Verbot von Insidergeschäften

a) Insiderhandelsverbot

Nach Art. 14 MMVO sind Insidergeschäfte verboten, d.h. das Tätigen von Insidergeschäften und der Versuch hierzu (lit. a), Dritten zu empfehlen, Insidergeschäfte zu tätigen, oder Dritte dazu zu verleiten, Insidergeschäfte zu tätigen (lit. b) und die unrechtmäßige Offenlegung von Insiderinformationen (lit. c).

Nach Art. 8 Abs. 1 Satz 1 MMVO liegt ein Insidergeschäft vor, wenn eine Person, die über Insiderinformationen verfügt und unter Nutzung (Zum Nutzungsbegriff s. Bühren, NZG 2017, 1172, 1174 ff.) dieser Information Finanzinstrumente, auf die sich diese Insiderinformation bezieht, für eigene oder fremde Rechnung direkt oder indirekt erwirbt oder veräußert. Mittels der Einbeziehung von indirekten Erwerbs- bzw. Veräußerungsvorgängen erfolgt eine erweiterte Art der Zurechnung.

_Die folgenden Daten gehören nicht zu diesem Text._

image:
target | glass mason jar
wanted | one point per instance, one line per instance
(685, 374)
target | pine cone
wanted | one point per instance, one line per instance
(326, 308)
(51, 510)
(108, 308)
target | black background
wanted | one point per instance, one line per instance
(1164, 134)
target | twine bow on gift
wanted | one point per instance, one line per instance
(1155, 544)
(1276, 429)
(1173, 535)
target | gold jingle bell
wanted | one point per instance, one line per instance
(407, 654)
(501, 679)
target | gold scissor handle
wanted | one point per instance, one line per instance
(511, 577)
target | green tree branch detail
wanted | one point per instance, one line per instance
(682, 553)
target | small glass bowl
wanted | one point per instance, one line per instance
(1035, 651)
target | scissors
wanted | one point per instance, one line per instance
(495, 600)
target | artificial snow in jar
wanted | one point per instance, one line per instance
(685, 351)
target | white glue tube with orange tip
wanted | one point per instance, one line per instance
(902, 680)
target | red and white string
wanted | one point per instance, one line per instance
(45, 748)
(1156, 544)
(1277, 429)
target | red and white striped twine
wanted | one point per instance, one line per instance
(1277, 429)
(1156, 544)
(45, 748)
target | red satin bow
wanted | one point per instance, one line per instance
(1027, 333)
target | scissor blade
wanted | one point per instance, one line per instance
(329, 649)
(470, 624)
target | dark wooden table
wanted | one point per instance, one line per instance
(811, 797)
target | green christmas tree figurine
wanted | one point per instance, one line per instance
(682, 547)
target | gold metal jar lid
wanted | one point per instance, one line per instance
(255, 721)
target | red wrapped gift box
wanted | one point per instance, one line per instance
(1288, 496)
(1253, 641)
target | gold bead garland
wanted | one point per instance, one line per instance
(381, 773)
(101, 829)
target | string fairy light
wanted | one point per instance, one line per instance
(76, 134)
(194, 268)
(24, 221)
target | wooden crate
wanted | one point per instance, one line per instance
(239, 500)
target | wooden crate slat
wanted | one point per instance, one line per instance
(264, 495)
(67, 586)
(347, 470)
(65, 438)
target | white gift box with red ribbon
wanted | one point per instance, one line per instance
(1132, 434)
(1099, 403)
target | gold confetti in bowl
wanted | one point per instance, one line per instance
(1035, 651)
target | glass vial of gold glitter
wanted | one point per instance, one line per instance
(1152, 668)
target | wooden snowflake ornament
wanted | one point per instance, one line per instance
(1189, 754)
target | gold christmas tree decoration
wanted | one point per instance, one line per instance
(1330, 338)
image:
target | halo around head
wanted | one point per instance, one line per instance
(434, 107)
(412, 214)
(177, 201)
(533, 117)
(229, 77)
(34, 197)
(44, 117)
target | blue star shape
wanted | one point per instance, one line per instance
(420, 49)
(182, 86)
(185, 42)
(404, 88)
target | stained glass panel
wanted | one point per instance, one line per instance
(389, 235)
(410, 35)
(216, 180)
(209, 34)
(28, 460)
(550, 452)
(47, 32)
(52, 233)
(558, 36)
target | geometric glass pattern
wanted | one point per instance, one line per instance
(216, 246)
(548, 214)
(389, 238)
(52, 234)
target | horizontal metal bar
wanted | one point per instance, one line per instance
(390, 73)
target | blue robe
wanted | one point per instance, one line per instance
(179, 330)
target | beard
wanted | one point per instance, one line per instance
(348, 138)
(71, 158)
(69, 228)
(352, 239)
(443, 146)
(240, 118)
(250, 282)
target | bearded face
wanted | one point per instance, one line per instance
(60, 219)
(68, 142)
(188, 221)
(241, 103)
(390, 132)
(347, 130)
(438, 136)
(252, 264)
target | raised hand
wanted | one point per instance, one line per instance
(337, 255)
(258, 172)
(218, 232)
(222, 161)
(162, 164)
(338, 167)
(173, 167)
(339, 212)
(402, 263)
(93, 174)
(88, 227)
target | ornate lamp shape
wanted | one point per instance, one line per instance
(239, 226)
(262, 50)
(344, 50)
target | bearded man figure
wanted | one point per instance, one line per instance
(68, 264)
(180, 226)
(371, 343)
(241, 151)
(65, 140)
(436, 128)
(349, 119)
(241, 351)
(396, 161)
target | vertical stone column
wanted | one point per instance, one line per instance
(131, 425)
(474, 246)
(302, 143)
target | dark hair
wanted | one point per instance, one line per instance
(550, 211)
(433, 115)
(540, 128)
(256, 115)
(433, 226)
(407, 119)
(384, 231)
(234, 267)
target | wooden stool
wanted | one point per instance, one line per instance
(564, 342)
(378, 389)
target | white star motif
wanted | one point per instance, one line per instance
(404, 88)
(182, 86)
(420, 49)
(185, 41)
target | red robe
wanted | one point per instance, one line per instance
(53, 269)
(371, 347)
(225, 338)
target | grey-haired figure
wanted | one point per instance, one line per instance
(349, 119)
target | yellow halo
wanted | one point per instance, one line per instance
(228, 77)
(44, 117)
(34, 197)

Die Einschaltung von Mittelsmännern, z.B. in Form von Treuhändern eines Familien-Trusts oder eines Vermögensverwalters ist ebenso wie jede Form der Veranlassung oder Einflussnahme auf Dritte, von denen der Insider profitiert, erfasst (Gebauer/Teichmann/Zetzsche, Europäisches Privat- und Unternehmensrecht, § 14 Rn 137). Erwerb und Veräußerung beziehen sich dabei auf das schuldrechtliche Geschäft.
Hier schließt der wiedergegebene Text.